Just as the last wreaths were laid, a jet from the U.S. Naval Warfare Center at Point Mugu blasted past barely 100 feet overhead and startled the crowd. Its pilot wrenched the powerful plane skyward in salute and set its roaring afterburners ablaze.
Bearing a rod tipped in oil-soaked rags, former Army Sgt. Alan Mitose marched solemnly, carrying a flame before the hushed audience. He touched it to the plume of propane boiling up from an unlighted torchier, igniting an “eternal flame,” and stood back to salute.
Two buglers sounded taps, a sweet call-and-response version of the day’s-end ritual that rang over the cemetery in the warm breeze.
And an honor guard fired gunshots into the air from antique bolt-action M-1 rifles.
Former U.S. Marine reconnaissance sniper Shannon “Irish” Curtis was among the riflemen.
On his mind were memories of a buddy--one of four friends he grew up with in a small town in Maine who were called away to war, one of two who did not make it out of Vietnam alive.
“He was always saying, ‘Hey, Irish, I’m first cause I’m older than you,’ and I’d always let him go first at things,” Curtis recalled.
And the rule held true, Curtis said. His friend was first to die.
But when Curtis visited the Vietnam War Memorial in Washington and looked up his friend’s name on a master list, he noticed that he was the elder--and his buddy had been kidding him all along.
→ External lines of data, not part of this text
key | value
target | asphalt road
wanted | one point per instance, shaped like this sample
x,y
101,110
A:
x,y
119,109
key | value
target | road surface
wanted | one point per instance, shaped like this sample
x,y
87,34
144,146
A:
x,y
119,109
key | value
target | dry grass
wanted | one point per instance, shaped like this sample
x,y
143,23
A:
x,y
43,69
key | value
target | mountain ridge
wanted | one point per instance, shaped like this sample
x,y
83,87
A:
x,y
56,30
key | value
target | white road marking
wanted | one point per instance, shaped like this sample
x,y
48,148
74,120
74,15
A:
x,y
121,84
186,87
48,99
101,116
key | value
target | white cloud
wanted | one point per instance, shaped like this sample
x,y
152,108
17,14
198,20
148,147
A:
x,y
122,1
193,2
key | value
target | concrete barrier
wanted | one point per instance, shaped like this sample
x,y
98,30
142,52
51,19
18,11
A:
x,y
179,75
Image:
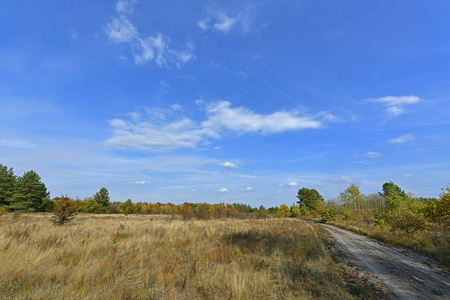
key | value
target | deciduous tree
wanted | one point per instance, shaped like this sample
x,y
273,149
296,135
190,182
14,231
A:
x,y
308,198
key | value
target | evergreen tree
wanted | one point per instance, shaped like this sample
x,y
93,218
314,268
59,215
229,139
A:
x,y
30,193
7,185
395,198
308,198
352,197
102,198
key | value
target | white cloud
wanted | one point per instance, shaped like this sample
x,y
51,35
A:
x,y
124,6
229,165
152,48
402,139
221,22
395,104
224,23
176,107
14,143
241,119
121,30
157,130
148,136
203,24
346,179
373,154
140,182
395,101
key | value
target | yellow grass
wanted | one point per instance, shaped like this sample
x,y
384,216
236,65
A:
x,y
152,257
428,242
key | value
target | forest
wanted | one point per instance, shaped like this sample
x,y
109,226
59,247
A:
x,y
391,215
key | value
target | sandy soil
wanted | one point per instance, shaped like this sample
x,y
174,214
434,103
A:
x,y
401,275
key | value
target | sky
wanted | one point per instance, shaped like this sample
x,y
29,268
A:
x,y
226,101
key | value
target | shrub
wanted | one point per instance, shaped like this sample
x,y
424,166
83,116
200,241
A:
x,y
410,222
2,210
380,222
347,214
328,214
64,210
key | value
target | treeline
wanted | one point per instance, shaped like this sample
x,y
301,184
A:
x,y
392,207
24,193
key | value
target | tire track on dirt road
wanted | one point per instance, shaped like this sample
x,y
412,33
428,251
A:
x,y
402,276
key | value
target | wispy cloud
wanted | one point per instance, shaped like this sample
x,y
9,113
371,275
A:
x,y
229,165
395,105
140,182
157,129
219,21
124,6
402,139
373,154
291,183
14,143
241,119
120,30
346,179
152,48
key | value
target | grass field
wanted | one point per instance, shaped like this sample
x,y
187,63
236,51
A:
x,y
153,257
429,242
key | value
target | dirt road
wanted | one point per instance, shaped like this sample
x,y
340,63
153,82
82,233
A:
x,y
402,275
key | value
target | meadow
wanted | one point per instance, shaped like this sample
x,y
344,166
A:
x,y
162,257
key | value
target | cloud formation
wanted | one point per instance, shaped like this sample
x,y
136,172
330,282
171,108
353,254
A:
x,y
229,165
373,154
395,105
402,139
152,48
241,119
156,130
218,21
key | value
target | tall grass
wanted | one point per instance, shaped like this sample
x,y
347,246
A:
x,y
427,242
149,257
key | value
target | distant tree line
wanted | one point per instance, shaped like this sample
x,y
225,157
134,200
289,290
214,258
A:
x,y
25,193
391,207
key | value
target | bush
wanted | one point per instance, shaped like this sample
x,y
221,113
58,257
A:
x,y
3,210
64,210
328,214
410,222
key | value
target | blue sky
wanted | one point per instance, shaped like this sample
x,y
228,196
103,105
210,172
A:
x,y
230,101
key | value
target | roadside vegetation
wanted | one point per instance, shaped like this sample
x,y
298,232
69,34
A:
x,y
162,257
392,216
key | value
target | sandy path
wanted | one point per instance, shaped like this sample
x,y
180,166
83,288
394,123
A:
x,y
402,276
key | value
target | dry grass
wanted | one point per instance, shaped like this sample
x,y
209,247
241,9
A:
x,y
148,257
430,242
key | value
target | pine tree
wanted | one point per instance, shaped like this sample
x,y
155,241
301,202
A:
x,y
102,198
7,184
30,193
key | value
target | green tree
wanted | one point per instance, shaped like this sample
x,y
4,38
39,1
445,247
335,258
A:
x,y
30,193
102,199
7,185
283,211
352,197
64,210
395,199
308,198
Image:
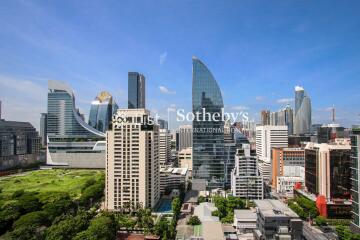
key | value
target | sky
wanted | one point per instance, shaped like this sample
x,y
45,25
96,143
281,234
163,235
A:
x,y
258,51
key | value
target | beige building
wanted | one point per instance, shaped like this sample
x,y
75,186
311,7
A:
x,y
164,147
185,158
132,160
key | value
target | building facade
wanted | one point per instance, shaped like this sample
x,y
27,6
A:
x,y
71,141
208,135
246,181
101,111
355,176
132,161
302,114
136,90
19,145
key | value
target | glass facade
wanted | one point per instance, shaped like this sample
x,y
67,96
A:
x,y
208,136
302,115
136,90
101,111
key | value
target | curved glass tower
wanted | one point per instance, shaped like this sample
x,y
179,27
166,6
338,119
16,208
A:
x,y
208,135
302,115
101,111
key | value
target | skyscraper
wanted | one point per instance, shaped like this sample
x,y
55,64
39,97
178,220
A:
x,y
43,128
208,135
132,176
136,90
72,142
101,111
302,115
355,175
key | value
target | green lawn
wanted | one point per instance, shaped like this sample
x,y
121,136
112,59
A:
x,y
47,182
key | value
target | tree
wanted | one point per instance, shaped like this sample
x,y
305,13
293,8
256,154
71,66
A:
x,y
194,220
320,221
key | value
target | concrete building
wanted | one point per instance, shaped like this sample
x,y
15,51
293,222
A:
x,y
327,169
43,129
71,141
246,181
267,138
355,176
136,90
132,161
245,220
276,221
287,162
164,147
173,178
302,114
185,158
185,137
19,145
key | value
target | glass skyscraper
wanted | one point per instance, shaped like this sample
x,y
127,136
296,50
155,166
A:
x,y
302,115
101,111
136,90
208,136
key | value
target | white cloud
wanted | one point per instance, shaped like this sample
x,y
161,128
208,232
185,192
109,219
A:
x,y
285,100
163,57
166,90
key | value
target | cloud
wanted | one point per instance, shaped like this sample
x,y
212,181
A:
x,y
259,98
285,100
166,90
163,57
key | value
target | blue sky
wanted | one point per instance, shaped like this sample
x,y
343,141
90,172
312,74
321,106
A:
x,y
257,50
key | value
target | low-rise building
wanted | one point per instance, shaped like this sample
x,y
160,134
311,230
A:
x,y
275,220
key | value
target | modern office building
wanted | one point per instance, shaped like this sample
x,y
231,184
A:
x,y
164,147
185,159
185,137
275,220
289,162
327,169
71,141
208,135
132,161
136,90
173,178
246,181
19,145
265,117
101,111
355,176
302,114
43,129
267,138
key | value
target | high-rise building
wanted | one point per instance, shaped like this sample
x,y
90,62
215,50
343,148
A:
x,y
19,144
327,169
208,135
136,90
246,181
265,117
267,138
101,111
43,129
302,115
132,161
185,137
164,147
287,162
71,141
355,176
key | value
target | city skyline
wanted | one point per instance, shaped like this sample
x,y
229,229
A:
x,y
93,55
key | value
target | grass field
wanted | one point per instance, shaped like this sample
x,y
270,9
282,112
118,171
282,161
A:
x,y
47,182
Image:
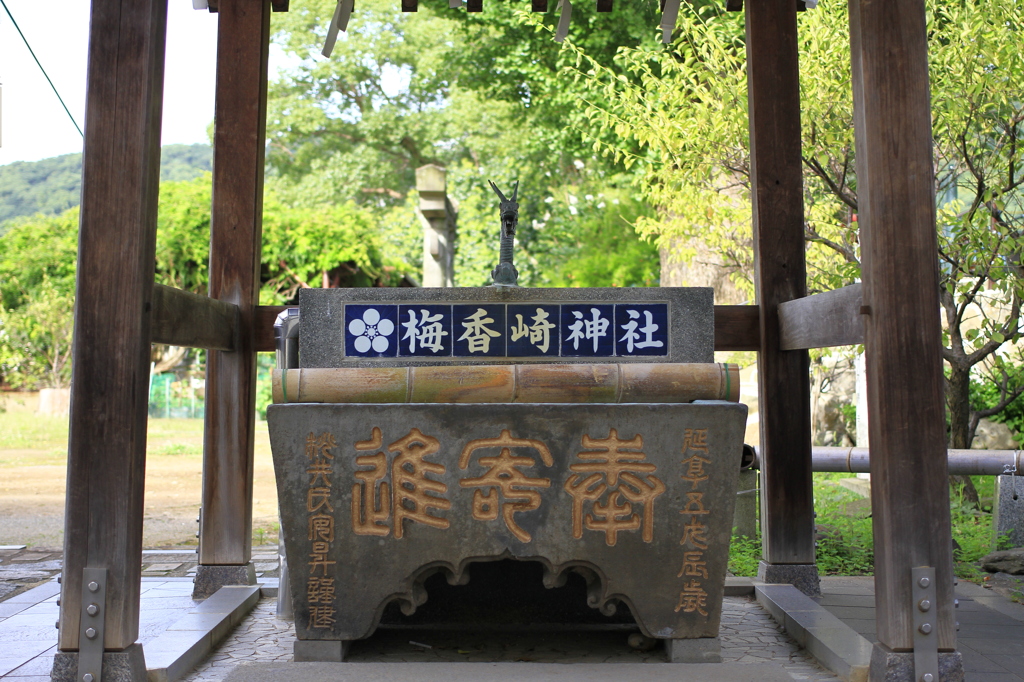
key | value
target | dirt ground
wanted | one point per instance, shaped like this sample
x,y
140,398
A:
x,y
33,473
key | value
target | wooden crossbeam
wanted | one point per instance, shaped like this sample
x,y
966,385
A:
x,y
276,5
183,318
832,318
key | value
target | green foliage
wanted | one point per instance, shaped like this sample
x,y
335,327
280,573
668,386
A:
x,y
744,555
682,116
52,185
329,246
37,249
37,289
845,539
35,339
985,394
264,386
972,533
487,102
183,233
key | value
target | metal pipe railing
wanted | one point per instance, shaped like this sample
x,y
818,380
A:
x,y
964,462
286,338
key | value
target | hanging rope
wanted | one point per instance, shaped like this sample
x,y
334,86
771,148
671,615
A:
x,y
32,52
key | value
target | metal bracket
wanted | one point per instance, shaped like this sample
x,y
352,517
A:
x,y
926,636
90,634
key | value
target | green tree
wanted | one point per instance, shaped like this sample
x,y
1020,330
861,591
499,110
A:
x,y
686,108
35,339
37,295
482,96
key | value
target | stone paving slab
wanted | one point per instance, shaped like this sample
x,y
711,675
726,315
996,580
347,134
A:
x,y
750,637
506,672
835,644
“He was born March 30 and I was born March 26,” Curtis recalled. “I’ll never forget when I read that, I thought, ‘Damn, all these years.’ And here he goes first again.”
Former Army Sgt. Ron Palfrey of Simi Valley, who led the rifle guard, summed up simply why so many soldiers from so many wars had turned out for ceremonies on Memorial Day:
“It’s really important to remember our brothers,” he said. “It’s just a very reverent day.”